A Decent Proposal
In the political atmosphere surrounding Social Security, the best thing that can be done at this time is brainstorming. There simply aren't enough options on the table yet, and it's obvious that no one position has the support of the citizens or their representatives. The President's proposal doesn't make actuarial and financial sense, nor does the Democrats' assertion that it is not yet time to act on Social Security hold water.So what do we need? Ideas. Lots of ideas. Here are mine:
First off, what are our goals for Social Security? I see two: to eliminate senior poverty and to provide a mandated pension to force people to save some of their earnings. Social Security is currently straddling the line between a welfare program for the elimination of poverty and a pension account. If we split these two purposes up and make them financially independent, we can make each work on its own.
The welfare portion (let's call it 'Elder Security') would be means-tested, and would ensure that all seniors receive enough support from the government, in the form of cash, to maintain a basic standard of food and shelter. Accomodation would be made for those who own their own houses but have no income or savings. Elder Security would be received by poor seniors regardless of their contribution to the system. It would be funded by real-time payroll taxes on a flat or progressive scale, unlike SocSec's current regressive tax scale.

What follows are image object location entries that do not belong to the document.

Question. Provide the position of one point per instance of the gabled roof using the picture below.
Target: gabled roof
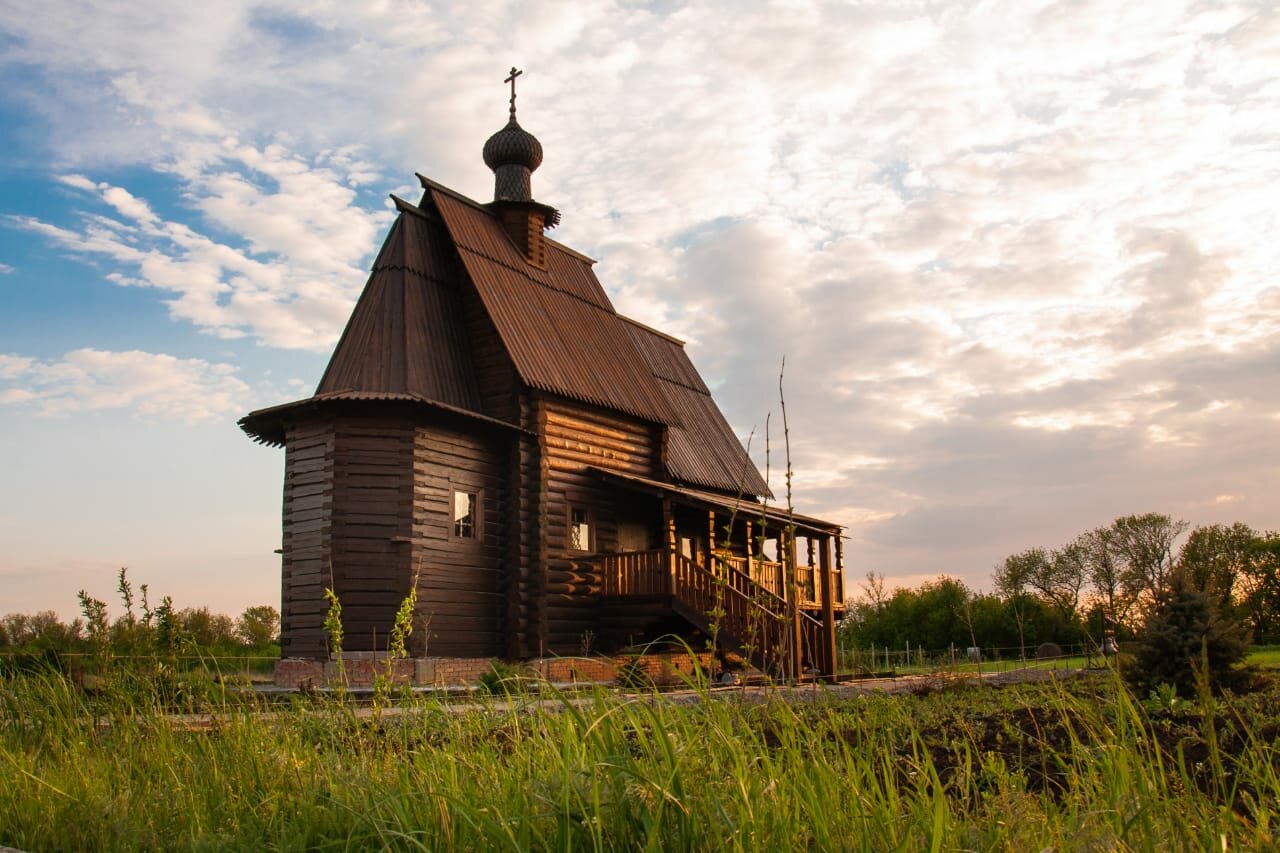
(557, 324)
(407, 340)
(703, 448)
(406, 334)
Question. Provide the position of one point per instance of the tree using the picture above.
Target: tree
(259, 625)
(1063, 578)
(205, 628)
(1011, 579)
(1184, 638)
(1143, 546)
(1216, 557)
(1260, 588)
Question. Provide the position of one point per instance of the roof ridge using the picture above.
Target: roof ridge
(653, 331)
(682, 384)
(534, 281)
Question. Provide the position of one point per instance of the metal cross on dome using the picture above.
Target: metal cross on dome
(511, 80)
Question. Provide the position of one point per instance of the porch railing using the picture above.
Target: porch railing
(727, 602)
(635, 573)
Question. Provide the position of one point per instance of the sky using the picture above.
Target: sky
(1019, 256)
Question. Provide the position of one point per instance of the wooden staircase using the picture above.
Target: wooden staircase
(726, 603)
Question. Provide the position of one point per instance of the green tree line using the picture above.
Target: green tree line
(1104, 579)
(140, 629)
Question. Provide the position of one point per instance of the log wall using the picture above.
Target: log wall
(305, 542)
(373, 491)
(462, 582)
(574, 437)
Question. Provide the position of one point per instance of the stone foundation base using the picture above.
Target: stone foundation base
(662, 669)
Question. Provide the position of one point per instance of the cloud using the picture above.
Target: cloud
(287, 277)
(145, 383)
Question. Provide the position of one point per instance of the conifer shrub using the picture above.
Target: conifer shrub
(1185, 641)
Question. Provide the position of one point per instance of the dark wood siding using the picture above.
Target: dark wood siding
(572, 438)
(305, 543)
(462, 582)
(373, 495)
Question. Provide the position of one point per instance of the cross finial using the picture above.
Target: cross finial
(511, 80)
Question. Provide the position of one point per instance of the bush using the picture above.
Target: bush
(1184, 639)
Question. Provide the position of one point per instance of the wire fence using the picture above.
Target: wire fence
(909, 660)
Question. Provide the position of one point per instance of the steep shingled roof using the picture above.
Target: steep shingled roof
(557, 324)
(703, 450)
(406, 333)
(406, 340)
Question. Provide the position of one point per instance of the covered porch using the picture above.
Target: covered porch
(759, 580)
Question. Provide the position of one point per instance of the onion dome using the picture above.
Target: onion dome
(512, 153)
(513, 145)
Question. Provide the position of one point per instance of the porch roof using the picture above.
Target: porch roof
(746, 505)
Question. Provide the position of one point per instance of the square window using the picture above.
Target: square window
(579, 529)
(465, 515)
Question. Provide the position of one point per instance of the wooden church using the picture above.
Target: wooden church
(552, 473)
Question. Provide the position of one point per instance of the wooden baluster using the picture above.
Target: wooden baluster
(828, 611)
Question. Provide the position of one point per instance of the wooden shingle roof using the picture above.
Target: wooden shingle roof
(703, 450)
(557, 323)
(407, 340)
(406, 333)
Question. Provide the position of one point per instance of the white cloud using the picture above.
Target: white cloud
(293, 283)
(144, 383)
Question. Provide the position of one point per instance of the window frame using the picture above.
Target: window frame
(592, 533)
(476, 512)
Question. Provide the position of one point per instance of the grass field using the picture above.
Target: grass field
(1075, 765)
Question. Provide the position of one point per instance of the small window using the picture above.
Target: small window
(465, 515)
(579, 529)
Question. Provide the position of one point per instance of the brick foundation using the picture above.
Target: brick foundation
(662, 669)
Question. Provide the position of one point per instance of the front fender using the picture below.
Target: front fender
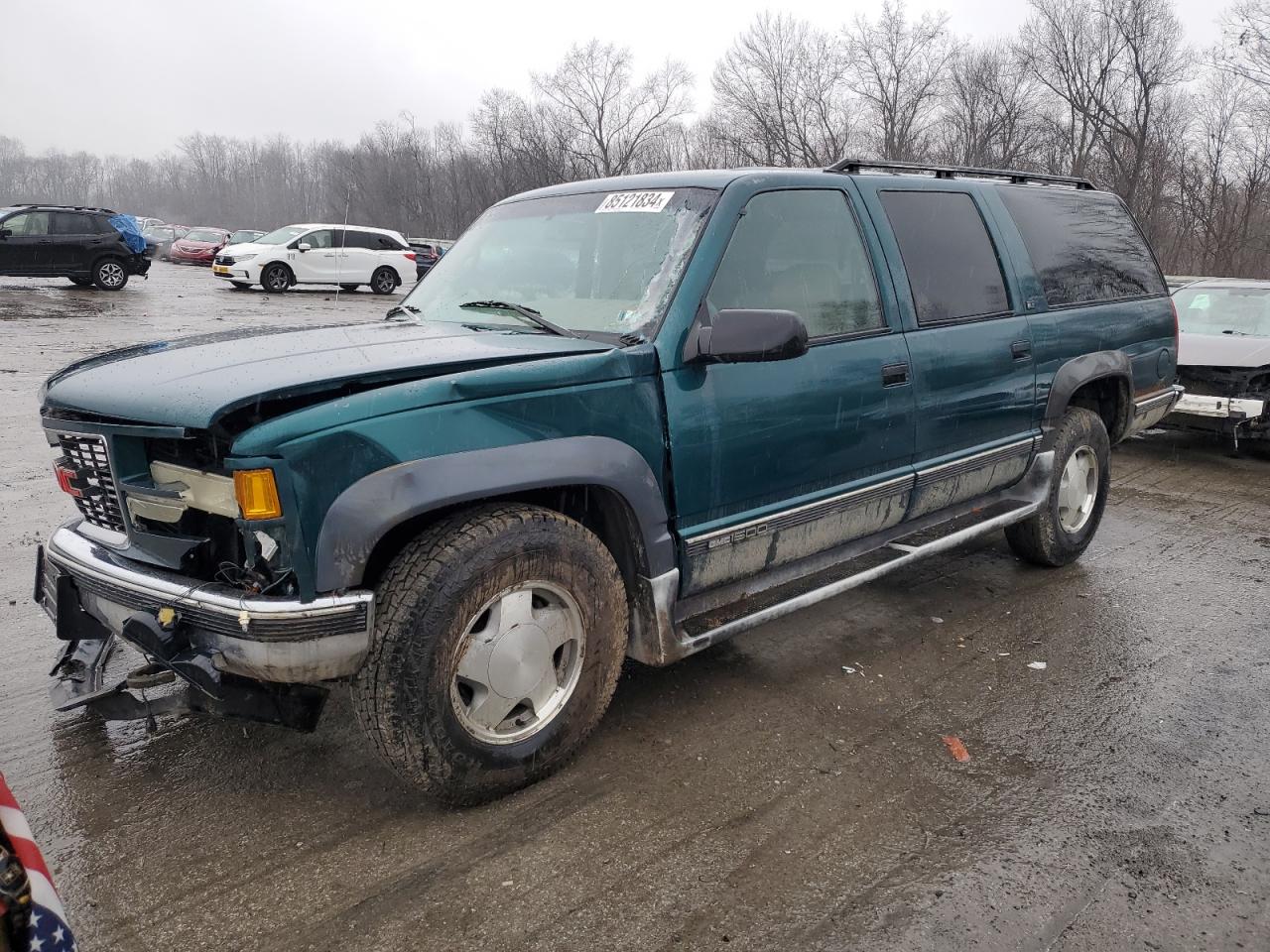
(368, 509)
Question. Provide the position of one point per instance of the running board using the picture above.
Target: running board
(691, 644)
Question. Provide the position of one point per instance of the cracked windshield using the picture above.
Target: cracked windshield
(599, 263)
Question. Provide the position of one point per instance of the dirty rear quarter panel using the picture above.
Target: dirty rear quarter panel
(331, 445)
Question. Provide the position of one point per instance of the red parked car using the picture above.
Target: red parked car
(198, 246)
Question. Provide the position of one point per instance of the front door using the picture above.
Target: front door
(778, 461)
(26, 248)
(970, 347)
(320, 263)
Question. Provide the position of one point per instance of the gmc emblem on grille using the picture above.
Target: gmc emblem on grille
(72, 481)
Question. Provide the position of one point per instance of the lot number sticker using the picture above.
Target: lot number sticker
(635, 202)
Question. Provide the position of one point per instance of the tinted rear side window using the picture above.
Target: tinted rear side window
(952, 264)
(1083, 245)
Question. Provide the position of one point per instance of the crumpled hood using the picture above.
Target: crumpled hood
(194, 381)
(1222, 350)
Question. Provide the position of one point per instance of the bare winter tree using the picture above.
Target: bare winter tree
(989, 111)
(1112, 64)
(781, 96)
(1245, 48)
(899, 68)
(607, 121)
(1095, 86)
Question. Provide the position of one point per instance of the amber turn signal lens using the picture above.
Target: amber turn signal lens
(257, 494)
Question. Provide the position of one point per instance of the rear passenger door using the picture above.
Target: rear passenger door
(778, 461)
(970, 344)
(75, 240)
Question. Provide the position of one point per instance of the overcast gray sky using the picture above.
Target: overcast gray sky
(132, 77)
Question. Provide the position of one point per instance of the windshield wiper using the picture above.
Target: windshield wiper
(397, 312)
(521, 311)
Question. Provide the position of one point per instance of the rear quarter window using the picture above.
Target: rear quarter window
(1083, 245)
(952, 263)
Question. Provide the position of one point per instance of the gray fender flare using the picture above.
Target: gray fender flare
(1080, 371)
(367, 511)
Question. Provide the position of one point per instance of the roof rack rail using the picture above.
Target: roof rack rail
(853, 167)
(67, 207)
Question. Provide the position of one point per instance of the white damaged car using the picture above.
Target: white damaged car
(348, 255)
(1223, 359)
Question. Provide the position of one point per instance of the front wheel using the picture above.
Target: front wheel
(1065, 525)
(276, 278)
(499, 635)
(384, 281)
(109, 275)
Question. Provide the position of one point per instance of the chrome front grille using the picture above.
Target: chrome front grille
(98, 498)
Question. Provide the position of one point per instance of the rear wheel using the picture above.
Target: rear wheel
(1065, 526)
(384, 281)
(499, 635)
(276, 278)
(109, 275)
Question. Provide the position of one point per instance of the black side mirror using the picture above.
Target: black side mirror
(747, 336)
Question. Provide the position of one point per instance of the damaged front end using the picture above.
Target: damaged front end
(191, 565)
(1229, 402)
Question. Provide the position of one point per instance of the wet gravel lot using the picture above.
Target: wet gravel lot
(756, 796)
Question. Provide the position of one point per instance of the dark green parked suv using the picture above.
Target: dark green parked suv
(621, 417)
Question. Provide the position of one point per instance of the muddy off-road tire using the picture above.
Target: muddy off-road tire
(1065, 526)
(109, 275)
(384, 281)
(470, 613)
(276, 278)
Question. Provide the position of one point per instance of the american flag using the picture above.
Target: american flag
(46, 927)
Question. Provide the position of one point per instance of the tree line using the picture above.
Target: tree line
(1103, 89)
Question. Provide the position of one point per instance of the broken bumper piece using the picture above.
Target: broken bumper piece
(245, 656)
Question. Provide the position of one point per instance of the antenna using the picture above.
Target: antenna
(343, 239)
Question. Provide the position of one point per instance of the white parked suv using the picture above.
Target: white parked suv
(348, 255)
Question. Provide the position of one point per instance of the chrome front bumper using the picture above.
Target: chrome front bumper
(261, 638)
(1151, 411)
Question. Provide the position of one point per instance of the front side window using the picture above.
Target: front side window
(322, 238)
(952, 263)
(1236, 309)
(801, 252)
(1083, 245)
(28, 223)
(603, 262)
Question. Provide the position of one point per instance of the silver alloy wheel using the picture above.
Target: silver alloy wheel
(518, 662)
(111, 275)
(1078, 489)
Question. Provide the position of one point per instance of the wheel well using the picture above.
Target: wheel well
(601, 509)
(284, 266)
(1109, 399)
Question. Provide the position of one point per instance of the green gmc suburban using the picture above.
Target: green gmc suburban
(621, 417)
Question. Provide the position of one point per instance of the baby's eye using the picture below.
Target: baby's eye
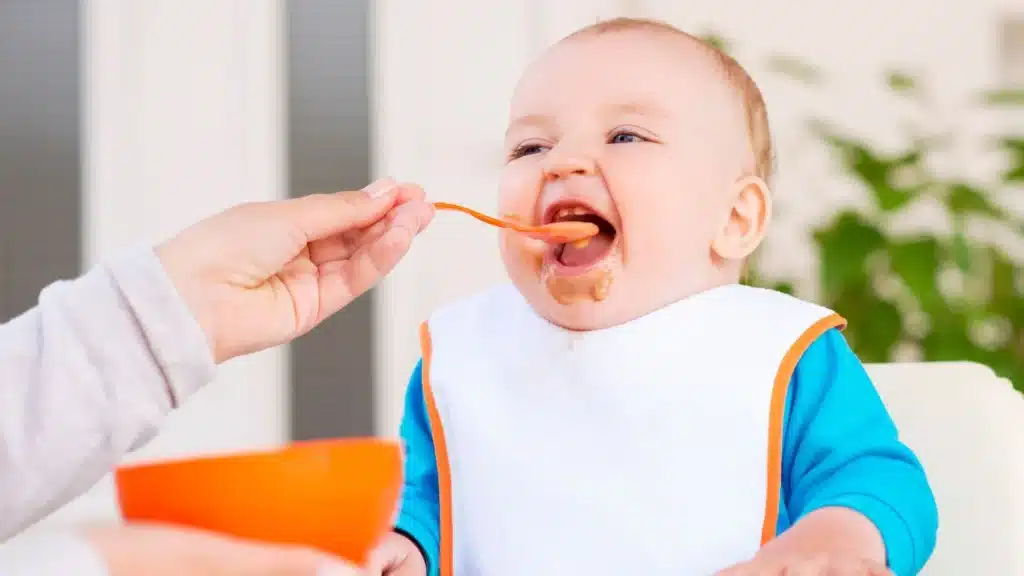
(525, 150)
(626, 137)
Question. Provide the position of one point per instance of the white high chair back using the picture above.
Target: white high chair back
(967, 425)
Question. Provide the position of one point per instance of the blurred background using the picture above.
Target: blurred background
(899, 129)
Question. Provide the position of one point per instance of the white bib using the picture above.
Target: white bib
(649, 448)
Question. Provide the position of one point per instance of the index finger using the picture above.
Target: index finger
(321, 215)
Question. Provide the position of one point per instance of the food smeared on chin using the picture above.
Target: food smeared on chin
(581, 271)
(592, 286)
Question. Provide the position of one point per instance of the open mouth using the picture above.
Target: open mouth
(583, 254)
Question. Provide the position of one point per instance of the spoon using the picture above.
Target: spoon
(567, 232)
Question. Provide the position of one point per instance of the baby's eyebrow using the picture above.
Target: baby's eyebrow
(537, 120)
(637, 109)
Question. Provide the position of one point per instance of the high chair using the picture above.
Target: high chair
(967, 425)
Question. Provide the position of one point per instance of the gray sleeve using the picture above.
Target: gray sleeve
(57, 553)
(88, 375)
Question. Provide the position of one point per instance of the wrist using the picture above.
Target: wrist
(187, 280)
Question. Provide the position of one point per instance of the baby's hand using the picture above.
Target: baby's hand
(396, 556)
(819, 565)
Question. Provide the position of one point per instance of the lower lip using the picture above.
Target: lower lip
(558, 269)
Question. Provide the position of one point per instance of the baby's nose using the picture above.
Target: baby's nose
(563, 165)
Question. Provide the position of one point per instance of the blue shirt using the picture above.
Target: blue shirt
(840, 448)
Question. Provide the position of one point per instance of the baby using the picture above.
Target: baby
(626, 406)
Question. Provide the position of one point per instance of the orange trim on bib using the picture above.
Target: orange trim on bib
(440, 453)
(776, 414)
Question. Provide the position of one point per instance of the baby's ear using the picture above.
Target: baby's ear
(748, 219)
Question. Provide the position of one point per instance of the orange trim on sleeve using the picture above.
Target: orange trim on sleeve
(776, 413)
(440, 453)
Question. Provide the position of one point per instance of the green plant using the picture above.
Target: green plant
(946, 295)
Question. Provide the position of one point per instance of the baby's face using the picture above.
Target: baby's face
(640, 133)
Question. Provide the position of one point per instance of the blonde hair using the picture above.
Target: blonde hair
(737, 77)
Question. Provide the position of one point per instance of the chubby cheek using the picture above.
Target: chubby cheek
(668, 235)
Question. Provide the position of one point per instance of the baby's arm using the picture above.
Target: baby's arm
(419, 519)
(849, 485)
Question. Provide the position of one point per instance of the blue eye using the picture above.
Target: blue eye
(525, 150)
(625, 137)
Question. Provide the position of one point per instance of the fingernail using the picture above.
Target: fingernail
(381, 188)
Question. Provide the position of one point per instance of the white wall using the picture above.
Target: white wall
(445, 70)
(183, 117)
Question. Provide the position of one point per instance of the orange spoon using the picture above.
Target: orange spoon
(554, 233)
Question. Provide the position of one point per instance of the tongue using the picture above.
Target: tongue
(588, 254)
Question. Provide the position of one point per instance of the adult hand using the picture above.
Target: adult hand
(259, 275)
(160, 550)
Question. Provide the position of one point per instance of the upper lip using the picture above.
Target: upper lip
(555, 207)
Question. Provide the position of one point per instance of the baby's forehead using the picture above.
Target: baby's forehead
(631, 66)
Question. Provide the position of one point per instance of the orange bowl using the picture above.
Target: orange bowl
(340, 496)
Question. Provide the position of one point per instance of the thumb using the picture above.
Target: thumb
(321, 215)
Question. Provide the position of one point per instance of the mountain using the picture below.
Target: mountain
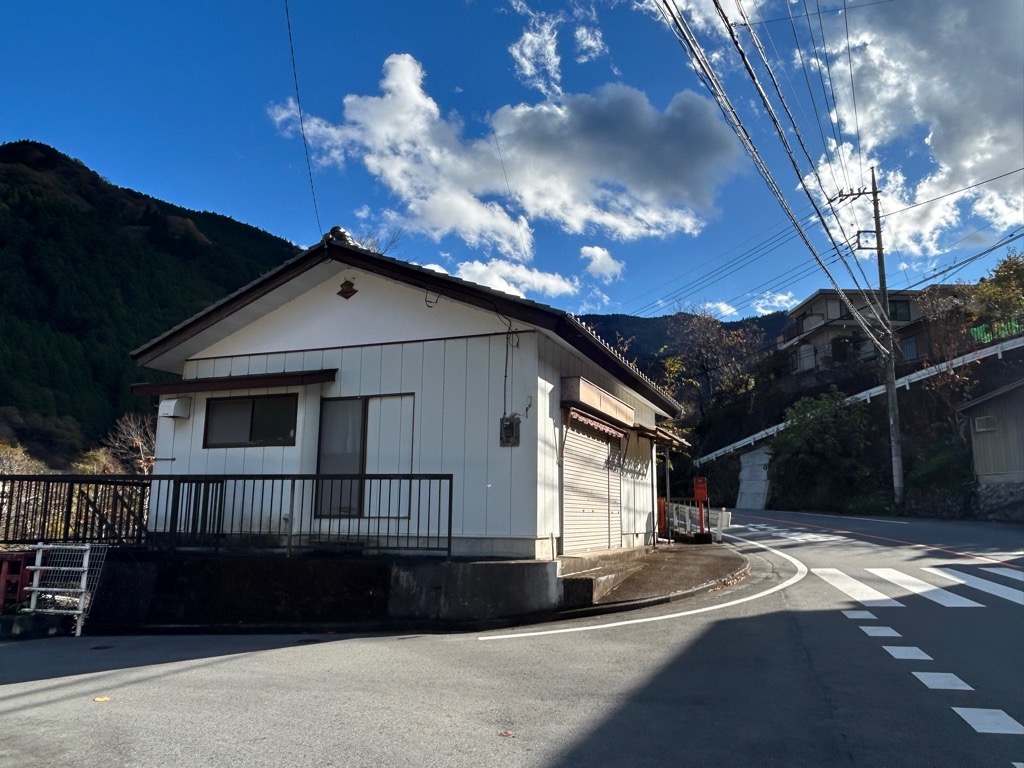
(649, 340)
(88, 271)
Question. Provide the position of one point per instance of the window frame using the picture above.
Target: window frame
(902, 304)
(283, 441)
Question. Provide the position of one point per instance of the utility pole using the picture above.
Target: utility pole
(895, 441)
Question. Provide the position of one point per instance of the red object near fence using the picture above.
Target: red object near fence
(14, 577)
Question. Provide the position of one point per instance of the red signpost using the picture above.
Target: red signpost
(700, 496)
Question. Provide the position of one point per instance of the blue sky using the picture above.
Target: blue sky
(562, 151)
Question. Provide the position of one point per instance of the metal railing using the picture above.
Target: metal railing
(368, 512)
(684, 517)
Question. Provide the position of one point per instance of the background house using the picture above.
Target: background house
(996, 428)
(823, 335)
(344, 361)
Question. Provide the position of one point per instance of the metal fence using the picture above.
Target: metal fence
(368, 512)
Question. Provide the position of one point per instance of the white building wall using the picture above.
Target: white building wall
(638, 503)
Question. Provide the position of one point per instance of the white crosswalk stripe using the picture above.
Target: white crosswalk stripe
(1008, 572)
(866, 596)
(909, 583)
(983, 585)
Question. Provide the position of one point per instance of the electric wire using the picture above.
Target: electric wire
(853, 92)
(766, 102)
(302, 127)
(491, 125)
(955, 192)
(709, 79)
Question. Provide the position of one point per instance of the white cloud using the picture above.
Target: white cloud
(608, 161)
(720, 308)
(536, 52)
(601, 265)
(596, 301)
(772, 302)
(516, 279)
(939, 108)
(589, 43)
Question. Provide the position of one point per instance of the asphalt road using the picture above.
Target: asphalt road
(798, 665)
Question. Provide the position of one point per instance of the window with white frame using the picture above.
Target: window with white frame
(251, 422)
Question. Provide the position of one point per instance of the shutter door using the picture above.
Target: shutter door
(591, 495)
(614, 496)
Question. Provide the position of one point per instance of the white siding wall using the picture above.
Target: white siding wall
(637, 497)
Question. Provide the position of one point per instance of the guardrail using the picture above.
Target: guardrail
(684, 517)
(368, 512)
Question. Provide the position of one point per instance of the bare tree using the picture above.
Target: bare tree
(132, 441)
(15, 461)
(379, 241)
(713, 361)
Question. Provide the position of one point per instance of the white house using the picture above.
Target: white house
(346, 361)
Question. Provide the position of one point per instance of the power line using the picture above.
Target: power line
(868, 300)
(790, 154)
(956, 192)
(853, 92)
(302, 127)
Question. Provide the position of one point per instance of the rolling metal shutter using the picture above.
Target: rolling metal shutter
(592, 492)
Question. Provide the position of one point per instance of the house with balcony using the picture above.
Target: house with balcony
(348, 397)
(824, 337)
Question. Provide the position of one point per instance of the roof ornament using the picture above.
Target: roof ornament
(339, 236)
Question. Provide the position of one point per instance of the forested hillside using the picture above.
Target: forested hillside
(88, 271)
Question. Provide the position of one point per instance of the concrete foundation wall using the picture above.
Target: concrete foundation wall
(141, 589)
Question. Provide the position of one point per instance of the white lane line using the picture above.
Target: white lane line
(907, 651)
(867, 596)
(858, 614)
(935, 594)
(801, 572)
(983, 585)
(941, 681)
(881, 632)
(1008, 572)
(989, 721)
(846, 517)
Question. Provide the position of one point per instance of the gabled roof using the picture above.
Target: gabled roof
(255, 299)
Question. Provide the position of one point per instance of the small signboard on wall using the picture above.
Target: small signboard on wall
(700, 488)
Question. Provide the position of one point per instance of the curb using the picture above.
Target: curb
(625, 605)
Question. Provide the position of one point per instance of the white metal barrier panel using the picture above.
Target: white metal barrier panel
(65, 579)
(686, 519)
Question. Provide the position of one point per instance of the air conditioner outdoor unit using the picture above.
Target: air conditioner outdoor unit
(176, 408)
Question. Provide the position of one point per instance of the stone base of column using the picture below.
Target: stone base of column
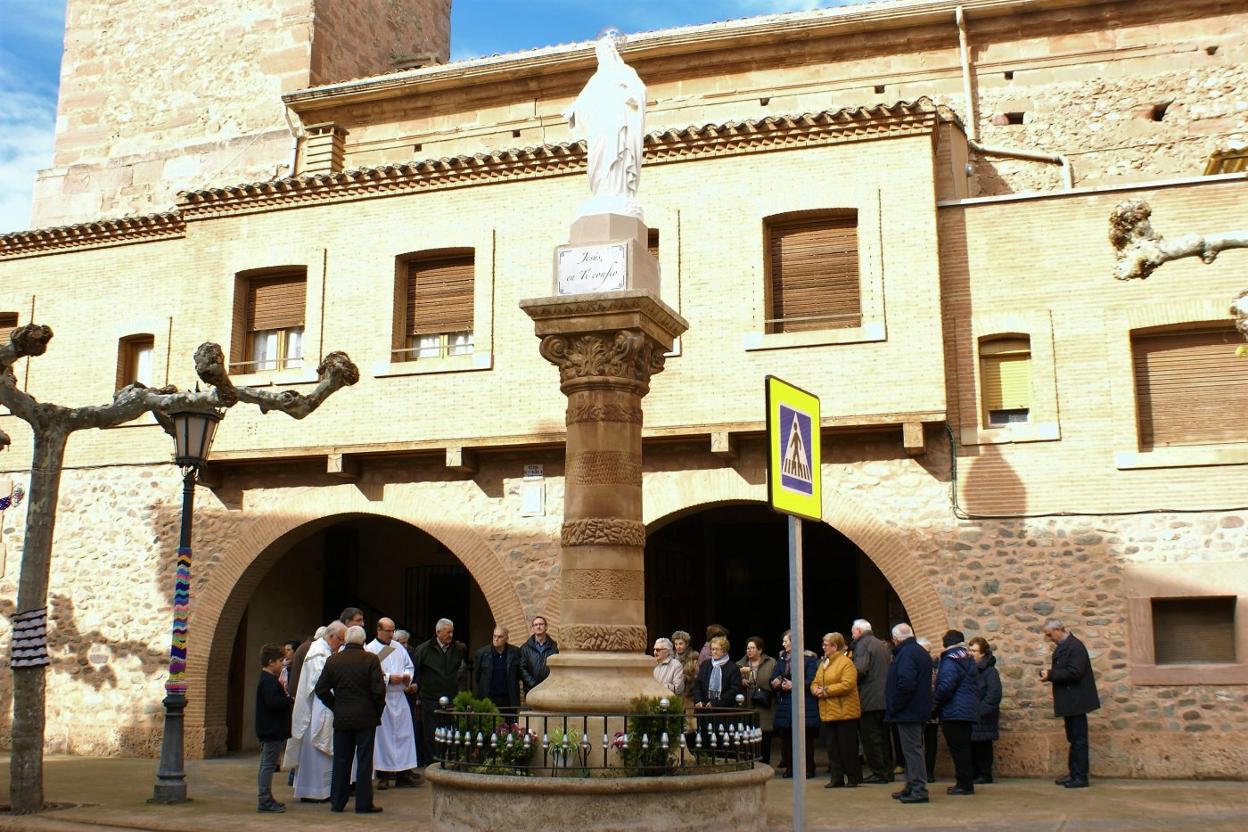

The most difficult thing about Elder Security would be the means-testing, but it can be done. This might be a combination of looking at lifetime earnings and disqualifying those who give away their savings to family members or sell their houses to their kids for a dollar, etc. We could count on the smallness of the payments to prevent most seniors from trying to cheat to get it. Also, I would recommend one-time means testing, so that if a retiree decides to go back to work part-time or inherits money he is not penalized by losing his Elder Security benefits. Lastly, it would include a small location adjustment similar to that used by the Federal government for its own employees. This cannot be a perfect system, but with proper avenues for appealing means-test decisions and strong auditing it can achieve our goal of eliminating senior poverty.
The other part of the system would be a pension fund, which would consist of private-contribution accounts. Let's call it "Workers' Pensions". There would be a minimum contribution and a maximum, within which earners could decide how much to save. The savings would be untaxed; the payouts would be taxed as normal income. A variety of savings plans would be available, varying from a safe but tame interest-bearing account (for those who like SocSec as it is) to the equivalent of a mid-risk stock portfolio (for those who want greater return and are willing to accept greater risk). The funds would be the legal possession of Uncle Sam, and thus untouchable by bankruptcy, etc. Shortly before someone retires, some or all of his funds would be transferred to an interest-bearing account to keep them secure. Retirees could decide to keep some of their money in low - or mid-risk accounts if they so desire, but an ample minimum will be held in the safest accounts.
To deal with the uncertainty of age-of-death, retirees would be able to collect benefits at the same steady rate until they passed away, regardless of how long they live. To fund those who live long, those who die young will be subject to a death tax on their pension funds. This tax would be automatically adjusted to meet needs.
This entire system would be phased in over time, so that workers under age 30 would be the only ones expected to live entirely on their pensions. Taxes would be adjusted to meet the Elder Security payments - in the long run, they would be adjusted downward over time as better-off Social Security recipients (the last of whom would retire in 2047) die off. Until 2047, a temporary tax hike would most likely be necessary to meet the costs of baby boomers retiring; this could be achieved by raising or abolishing the $95,000 maximum on payroll taxes.
The retirement age would be set flexibly: recipients of either program could begin withdrawing benefits at age 67 (per current law) or could choose to delay retirement. If they chose the latter, their Elder Security or Workers' Pension payouts would be increased slightly, in accordance with actuarial life-expectation, so that they do not forfeit earnings by working longer. Of course, a 67-year-old could choose to receive Workers' Pension while still working, but our progressive income tax structure would automatically incur a small penalty.
An unavoidable cost of the new program would be added bureaucracy, but that's a necessary part of the package.